On Monday, Gogoi “warned and challenged” Sonowal-led Bharatiya Janata Party government in Assam and said that October 23 Assam Bandh will be observed successfully across the state.
Over 60 organisations have called for 12-hour statewide bandh on Tuesday in protest against the Citizenship (Amendment) Bill 2016 and the November 17 convention organized by organisations representing Bengali Hindus in the state in support of the Bill.
“As per the instruction of the state government, the police is after my life. They (police) are following me since morning. A team of police even gheraoed me near the Latasil Playground. But somehow, I escaped from there,” he added.

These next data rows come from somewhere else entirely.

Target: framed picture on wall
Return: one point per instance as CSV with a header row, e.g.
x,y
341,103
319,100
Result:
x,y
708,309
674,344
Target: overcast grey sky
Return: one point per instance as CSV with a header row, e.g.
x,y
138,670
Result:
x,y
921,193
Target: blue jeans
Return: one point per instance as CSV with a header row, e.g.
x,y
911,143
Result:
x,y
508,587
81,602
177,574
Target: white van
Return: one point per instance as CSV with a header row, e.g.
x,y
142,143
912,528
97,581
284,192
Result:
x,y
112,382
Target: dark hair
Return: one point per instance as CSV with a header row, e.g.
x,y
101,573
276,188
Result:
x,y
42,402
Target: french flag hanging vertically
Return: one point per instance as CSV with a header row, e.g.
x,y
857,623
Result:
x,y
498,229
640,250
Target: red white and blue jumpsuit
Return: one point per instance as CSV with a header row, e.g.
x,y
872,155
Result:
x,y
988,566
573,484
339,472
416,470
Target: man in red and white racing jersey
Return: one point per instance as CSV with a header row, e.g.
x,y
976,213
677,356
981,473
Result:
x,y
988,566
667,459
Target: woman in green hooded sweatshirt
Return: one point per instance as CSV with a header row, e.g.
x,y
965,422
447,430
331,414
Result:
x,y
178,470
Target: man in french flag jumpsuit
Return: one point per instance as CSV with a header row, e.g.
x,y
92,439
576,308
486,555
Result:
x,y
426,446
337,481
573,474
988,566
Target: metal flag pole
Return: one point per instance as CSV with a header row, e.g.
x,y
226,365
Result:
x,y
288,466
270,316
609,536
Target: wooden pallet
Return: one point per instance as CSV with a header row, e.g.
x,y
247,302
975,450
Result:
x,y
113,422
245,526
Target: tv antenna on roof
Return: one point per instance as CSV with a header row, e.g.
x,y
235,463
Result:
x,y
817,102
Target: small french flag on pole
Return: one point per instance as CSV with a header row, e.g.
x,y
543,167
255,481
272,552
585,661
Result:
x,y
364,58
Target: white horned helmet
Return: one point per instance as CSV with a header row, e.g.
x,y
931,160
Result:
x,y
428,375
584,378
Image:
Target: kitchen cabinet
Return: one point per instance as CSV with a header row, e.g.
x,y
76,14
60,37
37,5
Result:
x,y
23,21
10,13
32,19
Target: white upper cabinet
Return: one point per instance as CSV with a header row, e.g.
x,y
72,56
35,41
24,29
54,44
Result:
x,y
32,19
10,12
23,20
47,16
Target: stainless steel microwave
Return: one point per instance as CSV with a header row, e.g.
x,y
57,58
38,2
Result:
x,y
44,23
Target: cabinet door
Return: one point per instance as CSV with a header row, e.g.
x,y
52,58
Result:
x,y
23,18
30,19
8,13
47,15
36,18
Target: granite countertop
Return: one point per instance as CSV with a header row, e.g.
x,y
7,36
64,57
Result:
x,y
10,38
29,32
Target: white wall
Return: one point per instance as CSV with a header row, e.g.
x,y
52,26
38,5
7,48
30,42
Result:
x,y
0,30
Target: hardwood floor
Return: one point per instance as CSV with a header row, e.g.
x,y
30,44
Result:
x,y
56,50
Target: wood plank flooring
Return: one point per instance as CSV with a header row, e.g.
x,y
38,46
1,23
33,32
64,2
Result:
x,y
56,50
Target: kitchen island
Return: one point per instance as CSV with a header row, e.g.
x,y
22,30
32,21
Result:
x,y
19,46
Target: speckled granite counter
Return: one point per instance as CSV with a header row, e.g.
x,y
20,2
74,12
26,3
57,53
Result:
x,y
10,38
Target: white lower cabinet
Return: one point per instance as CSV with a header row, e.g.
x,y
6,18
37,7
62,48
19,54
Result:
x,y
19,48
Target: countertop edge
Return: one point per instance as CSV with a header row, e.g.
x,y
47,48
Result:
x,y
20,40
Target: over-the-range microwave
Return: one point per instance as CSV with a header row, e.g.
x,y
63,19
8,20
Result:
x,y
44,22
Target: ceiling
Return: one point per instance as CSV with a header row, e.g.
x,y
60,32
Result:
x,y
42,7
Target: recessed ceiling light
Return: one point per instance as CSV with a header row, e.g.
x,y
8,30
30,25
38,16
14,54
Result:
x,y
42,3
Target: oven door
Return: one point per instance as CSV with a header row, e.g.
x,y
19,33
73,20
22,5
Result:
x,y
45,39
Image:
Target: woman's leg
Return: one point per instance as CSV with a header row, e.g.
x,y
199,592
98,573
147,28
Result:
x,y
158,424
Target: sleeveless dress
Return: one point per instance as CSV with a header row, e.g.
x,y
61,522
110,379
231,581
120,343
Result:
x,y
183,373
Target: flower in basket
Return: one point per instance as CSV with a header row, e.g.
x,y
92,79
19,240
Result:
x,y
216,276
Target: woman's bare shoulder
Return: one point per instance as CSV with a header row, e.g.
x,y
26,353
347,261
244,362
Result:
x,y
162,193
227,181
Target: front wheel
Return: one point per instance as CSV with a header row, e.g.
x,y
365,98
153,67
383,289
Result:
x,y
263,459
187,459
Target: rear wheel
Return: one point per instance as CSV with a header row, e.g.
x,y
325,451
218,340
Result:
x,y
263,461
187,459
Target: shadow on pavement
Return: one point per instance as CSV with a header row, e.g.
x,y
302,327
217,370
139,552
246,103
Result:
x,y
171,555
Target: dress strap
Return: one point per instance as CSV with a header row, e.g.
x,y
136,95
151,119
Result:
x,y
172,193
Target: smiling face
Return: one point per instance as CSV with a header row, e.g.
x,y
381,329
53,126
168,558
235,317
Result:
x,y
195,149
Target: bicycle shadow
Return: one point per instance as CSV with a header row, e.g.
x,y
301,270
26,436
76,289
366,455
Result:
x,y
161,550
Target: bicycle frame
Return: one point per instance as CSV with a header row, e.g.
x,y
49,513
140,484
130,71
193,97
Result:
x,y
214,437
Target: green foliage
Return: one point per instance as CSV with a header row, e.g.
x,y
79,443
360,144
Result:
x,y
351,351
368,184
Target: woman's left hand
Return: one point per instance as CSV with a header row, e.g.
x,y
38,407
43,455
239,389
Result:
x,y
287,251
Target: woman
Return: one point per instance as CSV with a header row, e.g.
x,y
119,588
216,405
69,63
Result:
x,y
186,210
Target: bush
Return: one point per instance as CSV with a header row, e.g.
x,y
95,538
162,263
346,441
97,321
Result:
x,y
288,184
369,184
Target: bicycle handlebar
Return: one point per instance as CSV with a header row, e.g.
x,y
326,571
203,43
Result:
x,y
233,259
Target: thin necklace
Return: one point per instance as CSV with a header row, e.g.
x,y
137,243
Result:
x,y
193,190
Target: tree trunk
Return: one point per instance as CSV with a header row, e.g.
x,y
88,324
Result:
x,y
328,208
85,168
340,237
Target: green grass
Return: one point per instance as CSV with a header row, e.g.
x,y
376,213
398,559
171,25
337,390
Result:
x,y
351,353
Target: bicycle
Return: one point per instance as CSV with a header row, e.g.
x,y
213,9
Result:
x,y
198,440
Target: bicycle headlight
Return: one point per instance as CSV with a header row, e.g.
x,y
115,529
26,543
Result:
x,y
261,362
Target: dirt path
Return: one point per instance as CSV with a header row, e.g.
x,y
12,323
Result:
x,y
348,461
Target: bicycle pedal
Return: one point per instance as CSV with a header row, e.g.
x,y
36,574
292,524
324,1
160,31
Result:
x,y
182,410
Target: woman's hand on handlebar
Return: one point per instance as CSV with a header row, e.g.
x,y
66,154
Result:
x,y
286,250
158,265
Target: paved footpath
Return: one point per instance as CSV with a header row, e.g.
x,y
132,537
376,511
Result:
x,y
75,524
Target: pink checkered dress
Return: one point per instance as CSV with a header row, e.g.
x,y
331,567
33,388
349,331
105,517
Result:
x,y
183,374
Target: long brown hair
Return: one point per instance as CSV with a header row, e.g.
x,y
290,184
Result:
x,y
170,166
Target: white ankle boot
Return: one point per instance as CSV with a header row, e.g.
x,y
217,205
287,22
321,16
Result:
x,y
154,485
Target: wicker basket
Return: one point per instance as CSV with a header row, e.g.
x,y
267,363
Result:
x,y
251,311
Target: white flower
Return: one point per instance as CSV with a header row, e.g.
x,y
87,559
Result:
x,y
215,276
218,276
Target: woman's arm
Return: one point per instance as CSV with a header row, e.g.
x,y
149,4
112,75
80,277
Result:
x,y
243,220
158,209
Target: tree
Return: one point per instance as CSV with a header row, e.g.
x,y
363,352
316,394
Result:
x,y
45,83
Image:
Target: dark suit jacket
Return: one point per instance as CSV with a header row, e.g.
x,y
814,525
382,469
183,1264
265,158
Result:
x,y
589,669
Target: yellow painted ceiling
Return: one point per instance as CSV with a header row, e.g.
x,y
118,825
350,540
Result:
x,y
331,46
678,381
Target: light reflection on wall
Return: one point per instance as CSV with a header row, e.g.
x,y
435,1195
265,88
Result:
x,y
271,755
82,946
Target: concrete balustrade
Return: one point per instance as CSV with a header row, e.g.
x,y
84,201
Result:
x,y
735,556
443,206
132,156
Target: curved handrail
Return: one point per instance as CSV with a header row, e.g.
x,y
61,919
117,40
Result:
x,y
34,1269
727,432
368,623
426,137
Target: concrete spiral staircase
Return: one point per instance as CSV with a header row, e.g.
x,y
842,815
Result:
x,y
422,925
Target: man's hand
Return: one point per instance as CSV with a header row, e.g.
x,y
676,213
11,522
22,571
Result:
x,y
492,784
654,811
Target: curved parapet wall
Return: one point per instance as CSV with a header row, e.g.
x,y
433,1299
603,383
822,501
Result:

Gogoi also said that the “successful” Assam bandh on Tuesday is a “slap” on the face of the “Sonowal’s government”.
“Today’s bandh is not a warning to the State Government. It is a tight slap on their face. The people of the state have now realized that their identity is at threat under the present BJP-led government in Assam. The BJP is hell-bent on bringing the Hindu Bangladeshis to make the country a Hindu nation,” he said.
Assam Finance Minister Himanta Biswa Sarma on Monday said that as per the order of the Gauhati High Court, calling of bandh is illegal. It may be mentioned that the Gauhati High Court banned bandh terming it unconstitutional and illegal (The Assam Prevention of Unconstitutional Bandh Act 2013) following the Supreme Court’s verdict in Communist Party of India vs. Bharat Kr (19981 SCC 201) case.
The Citizenship (Amendment) Bill, 2016 was introduced in the Lok Sabha to amend the Citizenship Act, 1955. The Bill amends the Citizenship Act, 1955 to make illegal migrants who are Hindus, Sikhs, Buddhists, Jains, Parsis and Christians from Afghanistan, Bangladesh and Pakistan, eligible for citizenship.